The ad drew a bit of e-mail. I countered with polite refusals. I mean they were certainly nice women, and I appreciated them taking the trouble to contact me, but there were problem kids in reform schools who came out once in a while, and/or weight problems, or Tillie-eating dogs in tow, even prowling former lovers on parole. One was stalked by a rich rapist.

“Never mind,” Tom said. “Luck is with the lucky.”

Elizabeth didn’t bother to e-mail or send a photograph, she showed up, saying it isn’t difficult to locate a one-legged lobster-yacht owner/skipper in Downeast Maine.

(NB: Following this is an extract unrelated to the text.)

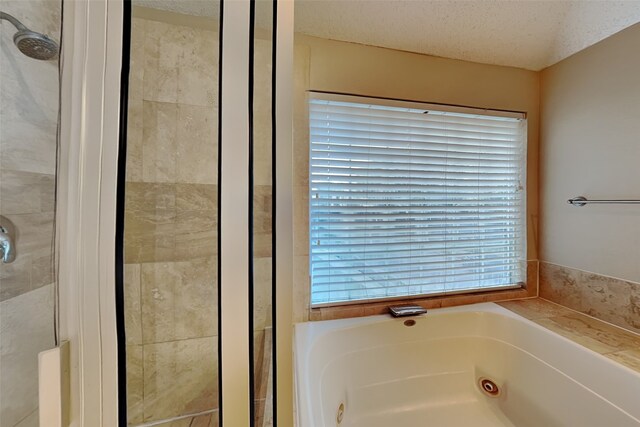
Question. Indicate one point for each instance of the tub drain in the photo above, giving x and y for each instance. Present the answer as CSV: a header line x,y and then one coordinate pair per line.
x,y
340,413
489,387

And there she was. Striding into a full Thirsty Dolphin at Happy Hour on Friday. Coming straight at me, kissing me lightly on a grizzly cheek.

The audience applauded.

Elizabeth dropped her duffel bag so she could shake Priscilla’s hand across the bar. She introduced herself to the good old boys, the Sisters and their squeezes, Dr. Shanigan, Sheriff and Dolly, Tom Tipper, Larry the Lawyer, Father Mikey, and Deputy Dog (Sycophant being on duty that evening) as Elizabeth Scofield, single, thirty-four years old, lover of jazz and small dogs (Tillie sat on the barstool next to me, she got picked up and cutie-pied), an adept at coastal sailing, presently boatless due to a settlement with a recently divorced husband. For work, our applicant told us, she did freelance journalism.